珈琲の煙はHDを傷つける

行方かなた

第1話 相談

「生きている意味が分からなくなってしまったんです」

 珈琲の香りが漂う室内にはふたりと黒い猫がいっぴき。部屋の主は机上に両肘をついたまま目線だけこちらへ向ける。

「それは大変な話だね。」

 目線がぼくから外され、壁際へ泳ぐ。いつまでもドアの前に突っ立っていないでそこの椅子に腰かけなさいと訴えているようだった。

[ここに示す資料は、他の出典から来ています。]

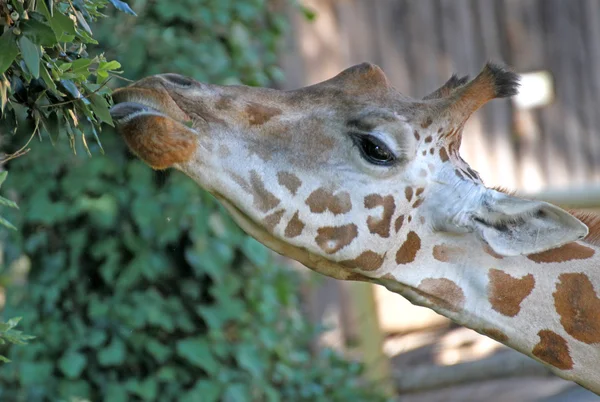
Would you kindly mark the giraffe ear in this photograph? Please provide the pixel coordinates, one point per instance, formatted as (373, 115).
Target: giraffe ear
(515, 226)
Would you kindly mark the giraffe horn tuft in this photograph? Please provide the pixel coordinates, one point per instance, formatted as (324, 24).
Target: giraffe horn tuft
(492, 82)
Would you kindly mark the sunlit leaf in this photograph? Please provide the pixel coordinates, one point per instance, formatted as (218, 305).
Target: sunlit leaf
(4, 88)
(70, 88)
(8, 50)
(32, 55)
(101, 108)
(72, 364)
(122, 6)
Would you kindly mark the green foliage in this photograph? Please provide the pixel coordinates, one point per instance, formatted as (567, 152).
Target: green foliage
(10, 335)
(142, 288)
(221, 41)
(45, 70)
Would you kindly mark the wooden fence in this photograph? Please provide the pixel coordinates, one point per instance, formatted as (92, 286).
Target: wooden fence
(420, 43)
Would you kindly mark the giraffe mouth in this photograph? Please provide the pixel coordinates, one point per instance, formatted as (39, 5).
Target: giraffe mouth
(149, 97)
(126, 111)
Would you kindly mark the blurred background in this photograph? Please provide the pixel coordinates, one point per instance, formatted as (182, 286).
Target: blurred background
(139, 287)
(543, 143)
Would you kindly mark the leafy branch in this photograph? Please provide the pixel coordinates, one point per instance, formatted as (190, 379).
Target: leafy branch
(46, 74)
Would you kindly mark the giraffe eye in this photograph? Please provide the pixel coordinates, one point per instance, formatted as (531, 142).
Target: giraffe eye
(374, 150)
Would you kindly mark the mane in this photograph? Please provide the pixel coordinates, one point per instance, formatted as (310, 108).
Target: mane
(590, 219)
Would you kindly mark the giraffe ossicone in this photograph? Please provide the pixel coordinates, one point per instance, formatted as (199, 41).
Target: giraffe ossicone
(360, 182)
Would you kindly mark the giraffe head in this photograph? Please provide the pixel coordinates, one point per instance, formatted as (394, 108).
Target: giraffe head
(331, 173)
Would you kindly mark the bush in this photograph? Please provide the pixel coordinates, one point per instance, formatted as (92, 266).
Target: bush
(140, 287)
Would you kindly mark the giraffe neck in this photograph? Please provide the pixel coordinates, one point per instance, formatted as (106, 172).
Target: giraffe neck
(545, 305)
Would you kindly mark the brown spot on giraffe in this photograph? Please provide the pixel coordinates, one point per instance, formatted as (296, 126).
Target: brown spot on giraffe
(506, 293)
(322, 200)
(495, 334)
(417, 203)
(447, 253)
(367, 261)
(408, 251)
(488, 250)
(225, 102)
(259, 114)
(273, 219)
(333, 238)
(289, 181)
(408, 193)
(159, 141)
(294, 227)
(578, 306)
(264, 200)
(224, 151)
(427, 122)
(568, 252)
(355, 276)
(398, 223)
(443, 292)
(380, 226)
(553, 349)
(444, 155)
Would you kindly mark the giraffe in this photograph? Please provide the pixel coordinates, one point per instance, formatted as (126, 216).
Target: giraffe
(359, 182)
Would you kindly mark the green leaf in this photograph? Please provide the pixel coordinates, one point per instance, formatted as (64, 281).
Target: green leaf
(101, 108)
(38, 32)
(8, 203)
(32, 55)
(8, 50)
(249, 359)
(81, 66)
(197, 352)
(48, 79)
(62, 25)
(3, 177)
(113, 354)
(122, 6)
(204, 390)
(7, 224)
(72, 364)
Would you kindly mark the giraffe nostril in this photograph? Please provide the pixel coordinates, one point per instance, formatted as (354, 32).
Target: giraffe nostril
(122, 111)
(178, 80)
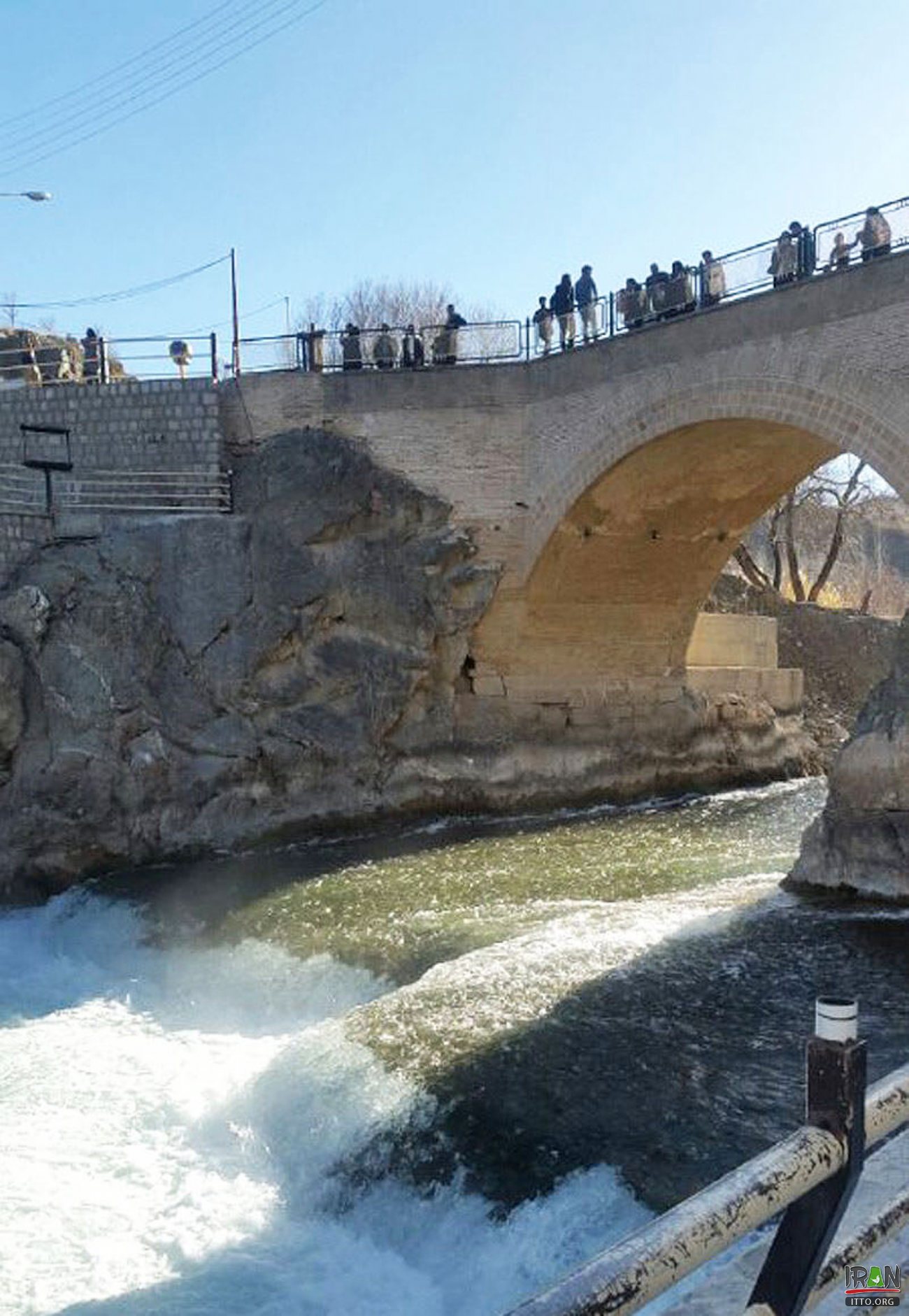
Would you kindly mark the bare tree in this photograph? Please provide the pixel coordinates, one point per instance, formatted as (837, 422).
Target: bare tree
(833, 487)
(370, 304)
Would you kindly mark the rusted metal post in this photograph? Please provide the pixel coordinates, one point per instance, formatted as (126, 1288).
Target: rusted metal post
(836, 1071)
(234, 312)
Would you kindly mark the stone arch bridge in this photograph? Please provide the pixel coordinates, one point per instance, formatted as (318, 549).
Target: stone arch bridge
(612, 483)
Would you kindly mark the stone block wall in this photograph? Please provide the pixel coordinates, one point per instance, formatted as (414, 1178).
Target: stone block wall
(128, 427)
(122, 427)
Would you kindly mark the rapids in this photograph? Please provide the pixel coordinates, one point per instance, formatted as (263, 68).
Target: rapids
(196, 1077)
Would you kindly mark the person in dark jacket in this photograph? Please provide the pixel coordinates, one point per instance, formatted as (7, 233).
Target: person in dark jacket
(562, 304)
(91, 357)
(385, 349)
(806, 253)
(453, 323)
(412, 349)
(586, 301)
(352, 353)
(631, 304)
(658, 289)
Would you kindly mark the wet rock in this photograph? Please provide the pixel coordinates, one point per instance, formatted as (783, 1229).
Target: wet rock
(861, 843)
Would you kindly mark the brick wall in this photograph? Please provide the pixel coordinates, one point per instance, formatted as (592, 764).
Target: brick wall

「もう少し具体的な話を聞こうか。力になれるかもしれない。ああ、お金はいいよ。話をするだけでお金を取られるなんて馬鹿馬鹿しいだろう」

 彼の言葉遣いはまるで子供を相手にしているようだった。壁に立てかけられていたパイプ椅子のひとつを部屋の真ん中で展開する。キィと耳障りな音がした。

 「まず、君の名前から聞こうか。」

 「アザナです。アザナユウト」

 「アザナくん。アザナくんだね」

 はい。と肯定してあげる。

 「アザナくんは――いや、こちらの質問に答えてもらうよりもまず君の口から何があったのかを聞いた方がよさそうだ」

 まずは相談者の話に耳を傾けよう、ということなのだろうか。名医ほど患者の話をよく聞くものだという言葉が頭の中にふわりと浮かんで消えた。

 「なんでもいいよ。話してくれるかな」

 両手を組み直し口元へあてる。肘は机についたままだ。眼鏡の中にあるふたつの目はまっすぐにこちらを見据えていた。


 「はい」

 ひと呼吸おき、返事をする。

 突拍子もない話だろうけれど、ぼくの悩みの本質そのままを口にする。


 「生きる意味が分からないんです」


 黒い塊が壁に取りついたキャットウォークから跳び降り、鈴の音がシャリンと鳴った。彼の目はまっすぐにこちらを見据えていた。